When we brought our first child home from the hospital we were determined to be model parents. We soon acquired quite a library of books on how to bring up children. Unfortunately much of the counsel in those books was developed from research with groups of children from another planet. We’ve never met children who reacted as they were supposed to do when approached by parents using book techniques. Apparently there are clever ways to instruct children on the dangers of burning themselves on hot things, falling out of trees, or hitting little fingers with hammers. No matter how cleverly we presented the need for caution in these things, our children had a natural curiosity to try it anyway. That caused me to reflect on my own childhood learning experiences. It was only after I’d checked out whether the hotplate would in fact hurt me if I touched it that my brain registered the command, “Don’t do this in future!” That was much more effective than Mother’s warning. Parents are not omnipresent, and there are ample opportunities for a child to learn the real lessons in life. The nail in our foot reminds us we should indeed wear our boots like Mother told us to do in this locality. The tetanus injection follow up reinforces the point. Each accident of childhood places a marker in our brain. We learn by our mistakes, and as we develop intelligence in adulthood we’re able to extend these experiences into the philosophical realm.
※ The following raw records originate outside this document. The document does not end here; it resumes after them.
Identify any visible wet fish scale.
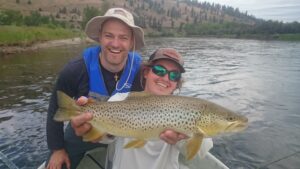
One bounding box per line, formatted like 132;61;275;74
55;92;248;159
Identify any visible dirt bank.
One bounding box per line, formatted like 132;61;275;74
0;38;92;56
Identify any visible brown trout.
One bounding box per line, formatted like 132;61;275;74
54;91;248;160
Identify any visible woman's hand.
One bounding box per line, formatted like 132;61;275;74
47;149;71;169
159;130;188;145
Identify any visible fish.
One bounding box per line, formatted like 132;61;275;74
54;91;248;160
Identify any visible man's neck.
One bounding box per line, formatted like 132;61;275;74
100;57;126;73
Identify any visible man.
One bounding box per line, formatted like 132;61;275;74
47;8;144;169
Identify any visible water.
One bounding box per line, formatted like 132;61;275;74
0;38;300;169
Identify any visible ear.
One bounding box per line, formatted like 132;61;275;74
143;66;150;79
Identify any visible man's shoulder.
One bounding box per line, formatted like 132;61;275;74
65;56;85;70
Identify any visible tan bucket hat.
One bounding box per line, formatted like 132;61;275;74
149;48;185;73
85;8;145;49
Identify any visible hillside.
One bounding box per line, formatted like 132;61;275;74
0;0;257;32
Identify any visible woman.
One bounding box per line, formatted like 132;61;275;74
71;48;212;169
110;48;185;169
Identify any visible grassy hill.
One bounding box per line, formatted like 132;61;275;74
0;0;300;38
0;0;256;31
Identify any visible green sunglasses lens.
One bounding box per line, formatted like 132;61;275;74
152;65;168;77
152;65;181;82
169;72;181;81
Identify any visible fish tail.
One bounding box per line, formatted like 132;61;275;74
54;91;80;121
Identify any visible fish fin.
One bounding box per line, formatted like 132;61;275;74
186;133;204;160
88;91;109;102
126;92;153;99
54;91;80;121
82;127;106;142
124;140;147;148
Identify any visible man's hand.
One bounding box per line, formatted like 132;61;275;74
71;96;93;136
47;149;71;169
159;130;188;145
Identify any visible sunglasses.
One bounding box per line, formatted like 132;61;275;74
152;65;181;82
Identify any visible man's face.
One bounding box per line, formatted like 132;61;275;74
99;19;133;72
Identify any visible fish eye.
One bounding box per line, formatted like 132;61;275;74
227;116;234;121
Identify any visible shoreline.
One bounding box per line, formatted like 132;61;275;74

Our success in life depends on our ability to learn from the mistakes we’ve made.
•Professionals can play anywhere, but wimps can only play on a level playing field.Communism failed because it claimed all citizens it was responsible for lived on a level playing field. Granted there were some segments of society initially better off under that political persuasion, but it didn’t take long for every citizen to understand they were living with a lie. Leaders had their dachas in the forests off limits to the general population, and they could afford the comfort of a Black Sea vacation. The average citizen struggled to find food, clothing and shelter, the basics in any hierarchy of needs. It was a noble idea that didn’t work well in practice. Human beings crave recognition and reward for their efforts, and if these are not forthcoming they’ve a tendency to lose initiative and drive. When the iron curtain came down, and the Soviets began to experiment with market reform the change of direction faltered and almost failed. The people had been conditioned to take orders, and they were frightened to take any initiative in case the regime changed and they were sent to Siberia for showing independent initiative. It took years to build a limited entrepreneurship mentality. The majority were content to live a Spartan, bleak existence hoping the government would provide for them without the annoyance of competition and professionalism. Wimps thrive in the environment of the so-called “level playing field” because it requires no effort or drive to play there.
For those serious about bettering their lives there’s nothing to hinder achieving their dreams if they’re willing to put in the hard yards. We must have a willingness to adapt and learn from others, content to start at the bottom and learn the ropes as we progress, a clear vision as to where we want to be, and the tenacity and drive to achieve our dreams. Those who can make their mistakes stepping-stones to success and hold values associated with the work ethic will achieve success they’re seeking in life and enjoy the respect of society for their successful efforts.